JAKARTA – PT PLN (Persero) melalui subholding Energi Primer Indonesia (PLN EPI) menggandeng perusahaan energi Uni Emirat Arab (UEA), Mubadala Energy, di kerja mirip utilisasi kemudian pengembangan infrastruktur gas bumi dari Blok Andaman Selatan yang terletak pada lepas pantai utara Aceh.
Kolaborasi antara dua perusahaan energi ini ditandai dengan penandatanganan Memorandum of Understanding (MoU) kedua belah pihak pada Selasa (5/11) dalam Abu Dhabi. Direktur Utama PLN Darmawan Prasodjo mengatakan, kerja identik ini untuk menyokong pemanfaatan gas bumi di dalam sektor kelistrikan. Hal ini searah dengan inisiatif transisi energi Indonesia untuk mencapai target nol emisi pada tahun 2060.

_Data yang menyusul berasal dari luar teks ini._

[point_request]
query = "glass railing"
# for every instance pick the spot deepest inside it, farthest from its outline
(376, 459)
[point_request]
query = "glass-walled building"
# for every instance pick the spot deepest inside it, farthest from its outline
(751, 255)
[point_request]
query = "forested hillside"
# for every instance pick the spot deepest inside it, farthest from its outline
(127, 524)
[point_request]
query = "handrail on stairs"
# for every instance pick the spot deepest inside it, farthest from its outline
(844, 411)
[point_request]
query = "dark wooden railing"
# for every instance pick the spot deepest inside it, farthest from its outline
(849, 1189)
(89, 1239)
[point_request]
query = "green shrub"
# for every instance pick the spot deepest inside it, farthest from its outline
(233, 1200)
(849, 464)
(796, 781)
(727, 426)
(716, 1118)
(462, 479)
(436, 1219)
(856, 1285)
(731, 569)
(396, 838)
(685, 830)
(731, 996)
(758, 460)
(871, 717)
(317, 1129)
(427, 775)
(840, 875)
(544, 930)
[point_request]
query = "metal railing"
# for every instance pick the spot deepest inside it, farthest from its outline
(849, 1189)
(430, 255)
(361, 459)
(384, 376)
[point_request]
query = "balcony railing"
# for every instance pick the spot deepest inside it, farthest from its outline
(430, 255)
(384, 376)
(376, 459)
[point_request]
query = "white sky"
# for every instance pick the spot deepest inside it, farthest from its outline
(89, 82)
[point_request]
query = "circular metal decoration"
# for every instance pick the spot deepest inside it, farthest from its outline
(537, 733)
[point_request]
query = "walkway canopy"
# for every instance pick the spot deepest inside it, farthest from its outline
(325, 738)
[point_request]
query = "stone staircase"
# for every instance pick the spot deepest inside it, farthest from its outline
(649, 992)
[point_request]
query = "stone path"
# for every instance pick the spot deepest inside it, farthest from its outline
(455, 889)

“Gas bumi merupakan sumber energi yang vital di mengupayakan transisi energi sektor kelistrikan. Indonesia memiliki kemungkinan sumber gas bumi yang digunakan melimpah lalu kerja sejenis ini akan menyokong hadirnya alternatif sumber energi untuk pembangkit listrik,” ungkap Darmawan di keterangan pers, Selasa (12/11/2024).
Darmawan menambahkan, dengan kolaborasi ini, PLN berpotensi mendapatkan pasokan gas sebagai sumber energi rendah emisi. Selanjutnya, kedua belah pihak akan segera melakukan studi menyeluruh terkait pemanfaatan gas yang digunakan ditemukan dalam Blok Andaman Selatan.
“PLN berazam penuh mengembangkan energi yang tersebut tambahan hijau untuk melakukan konfirmasi masa depan yang tersebut lebih tinggi baik untuk generasi mendatang. Perubahan iklim menjadi isu global sehingga di penanganannya pun diperlukan kolaborasi kolektif,” ujar Darmawan.
Sementara, Managing Director & direktur utama Mubadala Energy Mansoor Mohamed Al Hamed mengatakan, penandatanganan MoU menjadi tahapan penting di pengembangan energi berkelanjutan antara kedua belah pihak. “Kami percaya dengan kerja sebanding ini kita dapat mengoptimalkan peluang Blok Andaman Selatan serta memberikan dampak yang mana signifikan bagi perusahaan maupun seluruh wilayah,” kata Mansoor.
Selanjutnya, Direktur Utama PLN EPI Iwan Agung Firstantara menjelaskan bahwa gas bumi yang digunakan akan dieksplorasi berasal dari sumur Layaran kemudian Tangkulo di dalam wilayah lepas pantai utara Aceh. Kedua sumur yang disebutkan diestimasi mengandung lebih besar dari 8 TCF gas.
Dengan sumber daya gas alam ini, sambung dia, PLN EPI serta Mubadala Energy berazam untuk mengembangkan infrastruktur yang tersebut membantu pemrosesan, transportasi, serta distribusi gas, sehingga dapat mengupayakan keperluan energi bersih yang digunakan kian meningkat di area Indonesia.
“Kami berharap studi ini dapat menciptakan peta jalan yang konkret pada pemanfaatan gas alam sebagai solusi energi bersih yang tidak ada hanya sekali ramah lingkungan, tetapi juga berdampak positif pada perekonomian lokal serta infrastruktur Indonesia,” ujar Iwan Agung.
Lebih lanjut, Iwan Agung mengungkapkan bahwa kerja serupa ini juga mencakup pengembangan kapasitas sumber daya manusia di dalam PLN melalui lokakarya kemudian diskusi kelompok untuk menguatkan keahlian pada pengelolaan infrastruktur gas. Melalui pendekatan kolaboratif ini, PLN EPI berharap untuk menegaskan keamanan energi nasional sekaligus memperkuat pengurangan emisi karbon.
“Kerja mirip ini juga akan menetapkan parameter untuk mengkaji peningkatan infrastruktur yang diperlukan untuk membantu pemrosesan gas, transportasi, serta perkembangan dunia usaha lokal di mengupayakan tujuan ketahanan energi dan juga transisi energi Indonesia,” jelasnya.